January 30, 2013
- The U.S. economy contracted modestly in the fourth quarter as weak overseas economies and government spending cuts weighed on GDP. Although the decrease was unanticipated, it has little impact on the trajectory of the slowly expanding economy. Fourth quarter political wrangling over the fiscal cliff, spending cuts and the debt ceiling raised corporate caution and mildly stifled hiring. This, in turn, dampened consumer spending and limited growth. With political wrangling over fiscal policy likely to drag into the second quarter, the economy will continue its slow expansion through early 2013, followed by stronger gains in the second half of the year.
- GDP ended 2012 on a flat note, slipping from a 3.1 percent gain in the third quarter to a modest loss of 0.1 percent in the fourth. The largest drag on the economy was an annualized 22 percent decrease in defense spending, an indication that the military is preparing for sequestration. Other major detractors from the figure were a decrease in exports and softer inventory accumulation. Both of these GDP components suffered from China’s slowing economic growth and the European recession. However, concerns over the eurozone debt crisis have mostly fizzled, and the area recorded only a modest 0.1 percent decline in GDP during the third quarter. In China, GDP growth accelerated in the fourth quarter for the first time in nearly two years, an indication that exports and inventory growth should contribute more substantively to U.S. economic growth in coming quarters.

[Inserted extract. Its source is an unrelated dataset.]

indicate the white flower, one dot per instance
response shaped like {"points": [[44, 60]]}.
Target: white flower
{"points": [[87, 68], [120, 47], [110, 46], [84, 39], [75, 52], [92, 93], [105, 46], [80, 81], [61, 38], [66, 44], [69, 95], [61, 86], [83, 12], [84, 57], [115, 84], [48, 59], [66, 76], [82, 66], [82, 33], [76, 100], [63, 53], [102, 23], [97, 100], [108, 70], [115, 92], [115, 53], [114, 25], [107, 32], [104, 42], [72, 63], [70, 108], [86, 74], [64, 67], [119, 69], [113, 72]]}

- Several components of GDP continue to build positive momentum, including housing, which was absent as a contributor for several quarters. Fixed residential investment added 0.4 percent to GDP in the fourth quarter, the second highest reading in over two years. As the housing market gathers steam through 2013, contribution from this sector will rise. In addition, each home sale contributes an average of $5,200 in retail spending for things such as appliances and furniture, boosting the important consumer spending component of GDP.
Impact on Commercial Real Estate
- The savings rate jumped to 4.7 percent in the fourth quarter as a wave of bonuses and dividends were paid out ahead of the rise in taxes associated with the “fiscal cliff.” Some of these payments should translate to a healthier start to retail sales this year, helping offset the payroll tax increase. Strengthened consumption will support increased retail space absorption, tightening vacancies by 80 basis points to 8.6 percent.
- GDP grew by 2.2 percent last year, and gains in 2013 should surpass that level, helping create more than two million new jobs. While that figure is insufficient to dramatically pull down the unemployment rate, it will encourage hiring by office-using firms in rapidly growing industries. These companies will sign leases to add space, predominantly in gateway markets, pulling down the U.S. office vacancy rate by 80 basis points to 16.2 percent.